Выбрать главу

Снимая фрак, он громко скрипел зубами. Справиться с жилетом оказалось проще. Зато ткань рубашки присохла к ране, и, отрывая ее, он испытал немало острых ощущений.

Дело оказалось хуже, чем думал Вир. Пуля вырвала изрядный кусок плоти. Сейчас он сделает то, что сможет, и ляжет в постель. Проснувшись, если, конечно, количество выпитого рома не окажется смертельным, он пошлет за Нидхамом, агентом Холбрука, который по совместительству был практикующим врачом.

Намочив несколько носовых платков, маркиз обмыл рану. Среди его бритвенных принадлежностей всегда находилась бутылочка со спиртом. В нем маркиз намочил другой платок.

Ужасное жжение заставило Вира зашипеть. Голова болела. Теперь, когда напряжение пошло на убыль, снова почувствовалось действие алкоголя. Ему повезет, если удастся добраться до кровати.

Неожиданно он замер. Даже не осознав, что именно он услышал, маркиз понял, что не он один бодрствует в столь поздний... или ранний час.

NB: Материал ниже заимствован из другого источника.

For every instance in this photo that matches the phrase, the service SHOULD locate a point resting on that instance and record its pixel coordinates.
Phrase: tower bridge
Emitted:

Он обернулся. Дверь, ведущая в смежную комнату, открылась, и на пороге показалась Элиссанда в его ночной рубашке, волочившейся за ней по полу. Может показаться странным, но его зрение, существенно ослабленное алкоголем, все же не упустило такие детали, как вырисовывающуюся под рубашкой грудь и торчащие соски.

— Уже очень поздно. Я беспокоилась. Я думала... — Она запнулась и воскликнула: — Что случилось? Это дядя?..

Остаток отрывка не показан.